More than 50 years ago, the Cat in the Hat arrived at the doorstep at the Queen Alexandria Solarium in Saanich, a 1957 first edition signed by Dr. Seuss himself.
Theodor Geisel, a.k.a. Dr. Seuss, was known for sending his books to children’s hospitals, and he dedicated this copy to the sick kids of the Solarium, now called the Queen Alexandra Centre for Children’s Health.
But like the mischievous and enigmatic Cat, the book vanished at some point in the following decades. It only surfaced in January this year in a Kilshaw’s auction, and by a stroke of fate, medical doctor looking for furniture recognized its significance, and ponied up the hard cash.
“I went to the auction specifically to return (the book) to its previous owner,” said Dr. Robert O’Connor, a GP who’s opened a practice in Metchosin. “The book is dedicated to the children of the Queen Alexandra Centre. I wanted to send it back where it’s supposed to be, rather than sitting on someone’s bookshelf.”
Kilshaw’s estimated the signed copy would fetch a few hundred dollars, but O’Conner entered into a bidding war that he won for $550 – “under budget,” he said. He verified the authenticity of the Dr. Seuss signature with Neil Williams, an expert in children’s books in Victoria.
“The book was intact. No one coloured in it or ripped out pages,” said O’Connor, who relocated from Twillingate, NL, the iceberg capital of the world, in November 2011. “I sat down and read the story. I hadn’t read it for a while.”
He noted that Kilshaw’s and Williams waived their fees once they understood the book would be donated, once again, to the Queen Alexandra Centre.
Through the auction process, O’Connor discovered the book had been sold for 25 cents at a garage sale at Goward House in 1992 to a woman who collected children’s books. She didn’t notice it was a signed edition until 2002, when she took it off the shelf to read to her young daughter, who it happens was treated at QACCH.
“The book somehow got lost. There is no history of when it came here. It was at least in the late 1950s or early ’60s,” said Jessica Woollard with the Children’s Health Foundation of Vancouver Island, which is on the QACCH grounds and helps support the centre. “There is no record on how it ended up across the road in a rummage sale.”

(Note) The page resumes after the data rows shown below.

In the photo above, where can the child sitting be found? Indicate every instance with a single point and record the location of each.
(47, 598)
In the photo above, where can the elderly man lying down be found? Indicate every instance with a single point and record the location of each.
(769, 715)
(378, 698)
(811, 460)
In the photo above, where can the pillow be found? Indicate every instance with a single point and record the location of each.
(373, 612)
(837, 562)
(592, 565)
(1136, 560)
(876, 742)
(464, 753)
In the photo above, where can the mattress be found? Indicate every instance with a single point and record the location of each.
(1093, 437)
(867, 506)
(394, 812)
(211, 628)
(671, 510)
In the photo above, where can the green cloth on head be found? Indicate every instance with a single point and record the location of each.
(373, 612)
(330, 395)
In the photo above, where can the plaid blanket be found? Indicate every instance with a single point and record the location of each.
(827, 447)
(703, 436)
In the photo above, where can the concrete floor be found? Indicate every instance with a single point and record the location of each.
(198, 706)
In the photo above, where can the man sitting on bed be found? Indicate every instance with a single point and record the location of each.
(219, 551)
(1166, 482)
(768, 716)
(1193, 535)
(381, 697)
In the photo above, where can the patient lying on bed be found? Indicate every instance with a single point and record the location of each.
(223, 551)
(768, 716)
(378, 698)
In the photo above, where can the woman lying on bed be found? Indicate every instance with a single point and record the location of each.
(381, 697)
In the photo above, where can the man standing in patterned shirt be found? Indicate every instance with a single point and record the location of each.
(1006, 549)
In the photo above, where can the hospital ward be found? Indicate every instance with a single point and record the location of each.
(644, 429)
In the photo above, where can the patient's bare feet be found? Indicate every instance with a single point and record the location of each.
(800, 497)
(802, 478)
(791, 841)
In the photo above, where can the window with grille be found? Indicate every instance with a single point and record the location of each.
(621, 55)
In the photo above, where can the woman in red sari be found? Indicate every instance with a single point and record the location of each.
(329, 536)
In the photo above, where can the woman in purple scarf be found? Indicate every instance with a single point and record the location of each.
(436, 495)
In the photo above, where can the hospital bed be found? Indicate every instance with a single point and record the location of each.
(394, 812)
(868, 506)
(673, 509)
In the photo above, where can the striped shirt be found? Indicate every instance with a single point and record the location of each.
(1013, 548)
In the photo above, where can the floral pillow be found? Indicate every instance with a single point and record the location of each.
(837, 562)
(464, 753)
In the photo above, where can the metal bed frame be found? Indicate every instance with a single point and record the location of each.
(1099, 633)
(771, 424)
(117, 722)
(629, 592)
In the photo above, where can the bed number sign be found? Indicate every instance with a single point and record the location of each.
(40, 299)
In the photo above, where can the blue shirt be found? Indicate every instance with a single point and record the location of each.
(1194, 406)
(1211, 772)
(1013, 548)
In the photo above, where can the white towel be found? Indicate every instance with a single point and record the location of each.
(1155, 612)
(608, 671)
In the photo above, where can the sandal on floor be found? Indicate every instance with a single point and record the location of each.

Woollard said the foundation has received some interesting donations in its time – most recently gold from old fillings from two dentists; and $1,100 from the outcome of a contest via Twitter by the owner of the Indianapolis Colts football team – but the Dr. Seuss book holds a special place in their hearts.
“We know how significant Dr. Seuss is to kids, and for a centre that helps kids with special needs this is amazing,” she said. “It’s hard to believe we have this book with his signature.”

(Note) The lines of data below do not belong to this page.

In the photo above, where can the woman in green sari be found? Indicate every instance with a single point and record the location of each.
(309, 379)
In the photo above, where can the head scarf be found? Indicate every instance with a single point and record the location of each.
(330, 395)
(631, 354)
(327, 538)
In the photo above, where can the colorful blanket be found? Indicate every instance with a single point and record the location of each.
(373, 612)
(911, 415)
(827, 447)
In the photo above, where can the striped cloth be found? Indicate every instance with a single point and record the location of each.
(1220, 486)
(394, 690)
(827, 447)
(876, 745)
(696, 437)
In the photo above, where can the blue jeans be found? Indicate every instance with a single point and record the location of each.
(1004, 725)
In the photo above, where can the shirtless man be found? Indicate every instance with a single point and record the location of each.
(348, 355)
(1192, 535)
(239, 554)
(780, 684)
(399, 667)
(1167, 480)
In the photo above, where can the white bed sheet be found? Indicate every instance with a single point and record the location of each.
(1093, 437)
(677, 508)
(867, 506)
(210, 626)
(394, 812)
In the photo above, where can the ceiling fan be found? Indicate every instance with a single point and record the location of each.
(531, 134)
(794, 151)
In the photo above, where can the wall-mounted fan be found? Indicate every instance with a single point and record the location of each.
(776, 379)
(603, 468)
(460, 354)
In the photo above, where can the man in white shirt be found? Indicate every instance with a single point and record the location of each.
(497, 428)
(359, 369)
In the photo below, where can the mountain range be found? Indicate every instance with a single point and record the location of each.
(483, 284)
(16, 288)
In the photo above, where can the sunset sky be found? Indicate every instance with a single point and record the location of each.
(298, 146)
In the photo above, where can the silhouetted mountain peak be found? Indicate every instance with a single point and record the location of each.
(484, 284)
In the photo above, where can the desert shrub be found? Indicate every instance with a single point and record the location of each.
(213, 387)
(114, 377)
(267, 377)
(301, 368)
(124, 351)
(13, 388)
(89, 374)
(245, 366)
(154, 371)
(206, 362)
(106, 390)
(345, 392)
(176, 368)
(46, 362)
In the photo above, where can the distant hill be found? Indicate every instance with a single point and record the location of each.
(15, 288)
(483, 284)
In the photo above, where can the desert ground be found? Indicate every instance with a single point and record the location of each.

The centre plans to display the book in a glass case that is kid-high, which is on permanent loan from O’Connor.
The book is stamped with John Cole’s Bookshop in La Jolla, Calif., the hometown of Dr. Seuss, meaning he probably bought it off his local bookseller. Cat in the Hat was highly innovative children’s writing for its day – and now – in terms of weaving together layered storytelling, education and entertainment.
O’Connor said the famed author likely recognized the Queen Alexandra Solarium as innovative itself, that it’s pastoral location by the ocean that offered alternative therapy for kids with polio and tuberculosis.
Cat in the Hat is a story written for Victoria he said, as it starts out with kids stuck inside on a rainy day. “I’m happy the book has a good home.”